Resta, então, à internação compulsória, a justificativa dada pela premissa (ii), acima, que diz com a evitação de danos e tragédias maiores para o “craqueiro” e para os que lhe são próximos. Esse parâmetro é válido para muitos dos casos, mas certamente não para todos. Para começar, existem usuários de crack (normalmente os mais iniciantes) que ainda não estão dependentes. Para estes usuários, a internação compulsória é não só desnecessária, como contraproducente. Porém, mesmo para os dependentes, existem casos em que a sua situação (ainda) não é uma que coloque em risco a sua vida ou a de terceiros. Também nestes casos, a internação é desnecessária e contraproducente. No mais, mesmo que não fosse assim, a internação compulsória, como dissemos, tem de ser temporária. Sem um tratamento ambulatorial que se siga à internação, a recidiva no crack será praticamente incontornável. E aí, ficaremos num eterno interna-solta, com dispêndio de significativas somas de dinheiro público no processo.
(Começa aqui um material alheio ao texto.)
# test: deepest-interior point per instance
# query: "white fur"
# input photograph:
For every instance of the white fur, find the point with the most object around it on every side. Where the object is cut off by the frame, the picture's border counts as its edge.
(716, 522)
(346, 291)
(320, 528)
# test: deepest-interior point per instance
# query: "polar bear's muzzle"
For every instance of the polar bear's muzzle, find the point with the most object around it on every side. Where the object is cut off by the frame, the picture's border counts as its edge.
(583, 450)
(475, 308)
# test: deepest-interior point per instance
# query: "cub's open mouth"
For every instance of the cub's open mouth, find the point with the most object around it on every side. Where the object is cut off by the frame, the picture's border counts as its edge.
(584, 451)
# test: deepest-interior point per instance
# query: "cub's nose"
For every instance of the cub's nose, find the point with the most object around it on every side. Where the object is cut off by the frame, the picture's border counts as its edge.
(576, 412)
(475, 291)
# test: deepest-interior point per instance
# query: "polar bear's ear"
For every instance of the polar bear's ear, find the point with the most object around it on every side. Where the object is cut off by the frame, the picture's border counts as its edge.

Para notar como uma política centrada na internação compulsória é pouco justificável do ponto de vista dos resultados, basta notar que o maior problema de saúde mental do Brasil ligado às drogas – o álcool –, segundo dados do próprio Ministério da Saúde (ver a Política Nacional do Ministério da Saúde para A Atenção Integral para O Usuário de Álcool e Outras Drogas, de 2003), não só nunca foi tratado com internação compulsória de dependentes, como sequer teve essa medida proposta em qualquer momento.

Portanto, parece que a internação compulsória dos “craqueiros” serve, principalmente, aquela outra função das instituições totais, a de segregar e reenquadrar socialmente os que queremos varrer para debaixo do tapete. Mas, neste caso, a medida não é justificável, seja do ponto de vista moral, seja do ponto de vista jurídico.